- Rozgrywki
- Rozgrywki seniorskie
- 2. Liga Mężczyzn
- Aktualności
- Zuzanna Efimienko-Młotkowska: małymi krokami zmierzać do celu
JK, fot. Piotr Sumara, 23 sierpnia 2019
Reprezentacja Polski wygrała pierwsze spotkanie mistrzostw Europy ze Słowenią w trzech setach. Choć fragmentami gra biało-czerwonych falowała i wkradło się trochę niepokoju, to najważniejsze jest zwycięstwo. - Mam nadzieję, że nasza gra będzie się rozkręcać, bo zawsze na otwarciu turnieju jest stresująco – powiedziała po spotkaniu Zuzanna Efimienko-Młotkowska, środkowa reprezentacji Polski.
pzps.pl: Czy reprezentacja Słowenii była dobrym zespołem na otwarcie mistrzostw Europy?

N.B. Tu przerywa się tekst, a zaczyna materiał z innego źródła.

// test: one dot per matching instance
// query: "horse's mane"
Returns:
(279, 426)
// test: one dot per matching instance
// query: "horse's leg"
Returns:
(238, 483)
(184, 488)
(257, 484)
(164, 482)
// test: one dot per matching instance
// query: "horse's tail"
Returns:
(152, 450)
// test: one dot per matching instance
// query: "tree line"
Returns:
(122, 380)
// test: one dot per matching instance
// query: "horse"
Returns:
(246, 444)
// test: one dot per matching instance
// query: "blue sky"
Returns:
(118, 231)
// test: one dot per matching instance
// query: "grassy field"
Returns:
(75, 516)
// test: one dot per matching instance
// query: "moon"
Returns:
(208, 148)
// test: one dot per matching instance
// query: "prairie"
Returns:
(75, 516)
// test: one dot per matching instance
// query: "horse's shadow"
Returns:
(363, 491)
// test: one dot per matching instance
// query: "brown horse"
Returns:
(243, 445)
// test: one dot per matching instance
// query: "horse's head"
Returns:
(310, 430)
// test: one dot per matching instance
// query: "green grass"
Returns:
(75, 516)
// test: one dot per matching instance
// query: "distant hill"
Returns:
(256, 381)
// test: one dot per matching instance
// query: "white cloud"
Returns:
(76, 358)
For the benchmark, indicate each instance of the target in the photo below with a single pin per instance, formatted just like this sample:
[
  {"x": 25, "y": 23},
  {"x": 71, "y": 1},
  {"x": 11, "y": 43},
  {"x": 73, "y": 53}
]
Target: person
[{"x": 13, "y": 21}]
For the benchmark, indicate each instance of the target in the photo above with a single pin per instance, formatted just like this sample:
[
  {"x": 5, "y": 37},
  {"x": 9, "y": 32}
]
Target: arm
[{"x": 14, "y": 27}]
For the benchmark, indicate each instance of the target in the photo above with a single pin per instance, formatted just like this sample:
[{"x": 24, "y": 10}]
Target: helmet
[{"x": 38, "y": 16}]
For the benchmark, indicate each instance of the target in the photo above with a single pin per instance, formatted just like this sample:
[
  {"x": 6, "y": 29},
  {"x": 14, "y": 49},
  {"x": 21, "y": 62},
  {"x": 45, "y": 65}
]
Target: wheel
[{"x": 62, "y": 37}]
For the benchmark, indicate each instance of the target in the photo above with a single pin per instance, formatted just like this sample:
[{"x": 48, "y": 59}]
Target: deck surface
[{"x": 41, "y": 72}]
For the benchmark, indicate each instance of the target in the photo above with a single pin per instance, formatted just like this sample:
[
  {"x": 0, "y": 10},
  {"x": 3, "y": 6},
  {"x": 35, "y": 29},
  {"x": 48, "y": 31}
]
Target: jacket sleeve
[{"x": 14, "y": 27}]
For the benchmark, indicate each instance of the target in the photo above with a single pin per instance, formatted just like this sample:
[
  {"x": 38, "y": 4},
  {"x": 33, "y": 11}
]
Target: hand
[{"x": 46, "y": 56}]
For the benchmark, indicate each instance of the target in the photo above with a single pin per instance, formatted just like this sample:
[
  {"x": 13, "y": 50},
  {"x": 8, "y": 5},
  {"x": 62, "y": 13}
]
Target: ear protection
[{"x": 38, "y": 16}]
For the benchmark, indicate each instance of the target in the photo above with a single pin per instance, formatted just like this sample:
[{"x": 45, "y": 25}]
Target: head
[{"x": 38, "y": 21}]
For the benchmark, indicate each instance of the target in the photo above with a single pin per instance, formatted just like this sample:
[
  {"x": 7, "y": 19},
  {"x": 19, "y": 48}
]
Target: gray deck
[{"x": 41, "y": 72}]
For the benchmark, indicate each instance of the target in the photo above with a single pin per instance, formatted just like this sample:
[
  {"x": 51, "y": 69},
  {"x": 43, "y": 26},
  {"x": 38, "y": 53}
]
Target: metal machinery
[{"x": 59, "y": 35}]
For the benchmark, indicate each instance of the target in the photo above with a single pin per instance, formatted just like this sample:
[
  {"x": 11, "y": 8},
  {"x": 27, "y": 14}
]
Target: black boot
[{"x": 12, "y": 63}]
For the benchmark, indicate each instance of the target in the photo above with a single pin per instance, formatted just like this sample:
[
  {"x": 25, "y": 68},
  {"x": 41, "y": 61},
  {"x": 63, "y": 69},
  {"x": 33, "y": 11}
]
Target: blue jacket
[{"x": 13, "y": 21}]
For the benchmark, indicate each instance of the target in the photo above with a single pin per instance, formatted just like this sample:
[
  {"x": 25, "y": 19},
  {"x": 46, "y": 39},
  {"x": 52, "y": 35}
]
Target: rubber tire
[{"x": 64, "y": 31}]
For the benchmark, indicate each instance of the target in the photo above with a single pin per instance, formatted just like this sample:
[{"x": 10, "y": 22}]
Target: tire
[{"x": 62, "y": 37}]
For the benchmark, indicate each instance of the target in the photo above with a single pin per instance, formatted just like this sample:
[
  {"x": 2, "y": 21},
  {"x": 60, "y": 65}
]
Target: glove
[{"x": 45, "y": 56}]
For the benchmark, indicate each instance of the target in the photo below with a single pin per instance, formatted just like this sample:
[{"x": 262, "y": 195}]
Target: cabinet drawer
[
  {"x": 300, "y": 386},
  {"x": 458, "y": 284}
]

Zuzanna Efimienko-Młotkowska: Myślę że bardzo dobrym, bo szczerze powiedziawszy to solidny zespół. Ktoś powie, że to druga liga europejska. Może teoretycznie tak jest, ale dziś pokazały kilka bardzo udanych i efektownych akcji. Myślę, że „pierwsze koty za płoty” i walczymy dalej z każdym rywalem. Mam też nadzieję, że nasza gra będzie się rozkręcać, bo zawsze na otwarciu turnieju jest stresująco.

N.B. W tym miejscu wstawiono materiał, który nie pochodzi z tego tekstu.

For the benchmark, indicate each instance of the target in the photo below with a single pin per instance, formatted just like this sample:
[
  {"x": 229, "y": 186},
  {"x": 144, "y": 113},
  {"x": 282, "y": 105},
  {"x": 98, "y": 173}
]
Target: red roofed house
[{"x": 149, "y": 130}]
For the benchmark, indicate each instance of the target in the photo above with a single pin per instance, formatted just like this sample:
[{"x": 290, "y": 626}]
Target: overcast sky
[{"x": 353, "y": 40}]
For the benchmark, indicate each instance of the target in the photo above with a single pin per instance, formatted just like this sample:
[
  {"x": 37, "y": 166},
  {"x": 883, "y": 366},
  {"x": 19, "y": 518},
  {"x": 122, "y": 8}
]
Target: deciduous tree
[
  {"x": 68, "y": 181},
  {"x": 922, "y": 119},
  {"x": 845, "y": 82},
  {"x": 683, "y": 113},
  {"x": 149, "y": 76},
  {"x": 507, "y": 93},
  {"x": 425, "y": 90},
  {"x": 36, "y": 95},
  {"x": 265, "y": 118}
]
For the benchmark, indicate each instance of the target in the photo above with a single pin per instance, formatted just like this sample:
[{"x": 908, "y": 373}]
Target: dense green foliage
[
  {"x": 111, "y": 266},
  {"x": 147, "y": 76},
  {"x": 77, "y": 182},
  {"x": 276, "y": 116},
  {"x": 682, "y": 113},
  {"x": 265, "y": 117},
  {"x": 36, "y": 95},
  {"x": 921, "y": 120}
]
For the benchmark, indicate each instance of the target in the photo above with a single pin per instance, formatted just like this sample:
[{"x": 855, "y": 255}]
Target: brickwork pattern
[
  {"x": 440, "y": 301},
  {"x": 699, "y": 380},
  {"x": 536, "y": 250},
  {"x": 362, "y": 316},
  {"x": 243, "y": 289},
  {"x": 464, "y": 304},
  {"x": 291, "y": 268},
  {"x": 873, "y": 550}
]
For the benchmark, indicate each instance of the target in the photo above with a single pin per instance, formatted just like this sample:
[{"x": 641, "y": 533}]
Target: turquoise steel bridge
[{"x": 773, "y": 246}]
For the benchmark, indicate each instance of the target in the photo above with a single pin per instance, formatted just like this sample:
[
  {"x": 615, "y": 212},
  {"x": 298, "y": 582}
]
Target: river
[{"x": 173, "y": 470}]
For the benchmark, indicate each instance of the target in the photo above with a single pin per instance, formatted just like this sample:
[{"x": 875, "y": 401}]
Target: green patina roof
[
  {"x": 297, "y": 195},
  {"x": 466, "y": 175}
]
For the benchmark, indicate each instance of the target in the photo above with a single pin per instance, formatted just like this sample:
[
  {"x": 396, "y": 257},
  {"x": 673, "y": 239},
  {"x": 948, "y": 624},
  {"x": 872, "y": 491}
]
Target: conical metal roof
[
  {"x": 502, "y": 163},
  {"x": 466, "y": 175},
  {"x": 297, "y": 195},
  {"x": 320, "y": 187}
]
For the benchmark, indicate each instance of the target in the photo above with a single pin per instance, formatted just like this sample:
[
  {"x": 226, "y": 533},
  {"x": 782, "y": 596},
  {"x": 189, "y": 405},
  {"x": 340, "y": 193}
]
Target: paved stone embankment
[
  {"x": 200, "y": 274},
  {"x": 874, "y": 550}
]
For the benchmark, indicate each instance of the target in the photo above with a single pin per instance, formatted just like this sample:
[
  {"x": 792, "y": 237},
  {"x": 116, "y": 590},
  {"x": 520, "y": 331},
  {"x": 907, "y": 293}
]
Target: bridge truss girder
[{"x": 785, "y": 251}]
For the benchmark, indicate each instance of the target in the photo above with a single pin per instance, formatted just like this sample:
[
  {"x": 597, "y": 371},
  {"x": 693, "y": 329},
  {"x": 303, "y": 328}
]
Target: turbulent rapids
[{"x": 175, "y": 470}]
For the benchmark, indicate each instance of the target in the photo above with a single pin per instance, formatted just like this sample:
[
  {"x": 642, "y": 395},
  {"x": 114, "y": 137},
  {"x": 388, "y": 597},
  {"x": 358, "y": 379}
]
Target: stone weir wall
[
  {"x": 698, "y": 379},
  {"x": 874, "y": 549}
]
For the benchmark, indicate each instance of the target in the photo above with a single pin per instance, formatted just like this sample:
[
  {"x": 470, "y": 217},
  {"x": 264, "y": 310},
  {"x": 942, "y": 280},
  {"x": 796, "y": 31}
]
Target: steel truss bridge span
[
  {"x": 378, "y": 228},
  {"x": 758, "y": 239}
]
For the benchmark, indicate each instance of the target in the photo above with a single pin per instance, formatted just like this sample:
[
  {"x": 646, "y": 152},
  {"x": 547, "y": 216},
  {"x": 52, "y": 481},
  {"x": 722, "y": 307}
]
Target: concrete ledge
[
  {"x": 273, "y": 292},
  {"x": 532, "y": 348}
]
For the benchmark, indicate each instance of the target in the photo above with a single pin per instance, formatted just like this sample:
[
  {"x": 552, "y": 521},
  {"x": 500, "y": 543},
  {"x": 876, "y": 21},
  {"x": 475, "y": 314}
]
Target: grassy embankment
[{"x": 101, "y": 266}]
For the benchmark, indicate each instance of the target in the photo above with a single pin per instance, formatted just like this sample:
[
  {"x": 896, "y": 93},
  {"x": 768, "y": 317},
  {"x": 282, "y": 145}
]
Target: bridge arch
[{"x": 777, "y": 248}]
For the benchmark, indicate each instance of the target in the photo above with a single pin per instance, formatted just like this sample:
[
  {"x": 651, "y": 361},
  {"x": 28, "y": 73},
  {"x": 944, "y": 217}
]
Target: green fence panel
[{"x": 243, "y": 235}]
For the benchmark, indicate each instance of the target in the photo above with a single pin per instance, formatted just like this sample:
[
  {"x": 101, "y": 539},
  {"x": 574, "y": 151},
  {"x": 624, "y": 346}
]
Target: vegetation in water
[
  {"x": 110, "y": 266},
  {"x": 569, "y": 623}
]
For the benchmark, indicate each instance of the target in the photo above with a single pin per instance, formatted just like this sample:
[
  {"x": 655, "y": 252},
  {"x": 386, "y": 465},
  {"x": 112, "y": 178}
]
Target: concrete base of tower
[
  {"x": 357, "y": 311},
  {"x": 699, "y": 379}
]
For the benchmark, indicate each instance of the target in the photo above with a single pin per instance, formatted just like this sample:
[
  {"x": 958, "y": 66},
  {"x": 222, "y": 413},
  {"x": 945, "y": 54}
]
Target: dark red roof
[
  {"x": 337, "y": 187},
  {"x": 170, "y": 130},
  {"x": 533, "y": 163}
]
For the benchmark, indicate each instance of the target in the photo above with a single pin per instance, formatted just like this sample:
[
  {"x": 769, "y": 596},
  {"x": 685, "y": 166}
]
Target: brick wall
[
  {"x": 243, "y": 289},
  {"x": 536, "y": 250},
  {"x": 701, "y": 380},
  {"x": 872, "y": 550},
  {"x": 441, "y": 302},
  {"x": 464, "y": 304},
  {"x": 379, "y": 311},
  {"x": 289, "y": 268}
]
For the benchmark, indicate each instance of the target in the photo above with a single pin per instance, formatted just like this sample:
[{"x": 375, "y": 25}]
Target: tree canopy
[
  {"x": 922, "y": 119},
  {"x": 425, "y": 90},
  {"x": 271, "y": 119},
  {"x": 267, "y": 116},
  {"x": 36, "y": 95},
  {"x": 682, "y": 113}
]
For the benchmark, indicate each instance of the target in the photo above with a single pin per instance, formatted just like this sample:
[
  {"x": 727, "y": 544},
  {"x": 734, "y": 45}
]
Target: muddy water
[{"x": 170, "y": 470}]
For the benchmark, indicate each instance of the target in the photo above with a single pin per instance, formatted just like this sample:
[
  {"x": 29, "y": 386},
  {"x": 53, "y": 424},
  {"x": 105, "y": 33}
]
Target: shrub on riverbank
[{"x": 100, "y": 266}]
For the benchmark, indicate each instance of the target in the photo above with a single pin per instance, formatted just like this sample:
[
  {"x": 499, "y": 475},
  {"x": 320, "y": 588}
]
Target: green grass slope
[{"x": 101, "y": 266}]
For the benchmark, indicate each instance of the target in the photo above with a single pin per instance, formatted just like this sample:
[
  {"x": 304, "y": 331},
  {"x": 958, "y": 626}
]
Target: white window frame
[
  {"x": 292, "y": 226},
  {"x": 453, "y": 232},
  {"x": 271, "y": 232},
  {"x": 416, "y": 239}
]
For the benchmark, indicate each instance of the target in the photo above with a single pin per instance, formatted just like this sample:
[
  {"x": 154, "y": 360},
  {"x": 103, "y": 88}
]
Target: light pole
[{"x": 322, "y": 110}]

W pierwszym secie spotkania w waszej grze było dużo luzu i spokoju, za to w kolejnych wdarło się trochę niepokoju.
To jest taka klątwa pierwszego seta. Zdarza się on w siatkówce męskiej i żeńskiej. Jeżeli jeden set jest wygrany bardzo wysoko, to kolejny jest zazwyczaj przegrany. Nam na szczęście udało się mecz zamknąć w trzech setach, choć było trochę nerwowo. Fajnie, że powalczyłyśmy i było trochę emocji.
W trzeciej partii trener dokonał kilku zmian, pozwolił pograć zmienniczkom. Może to was rozbiło?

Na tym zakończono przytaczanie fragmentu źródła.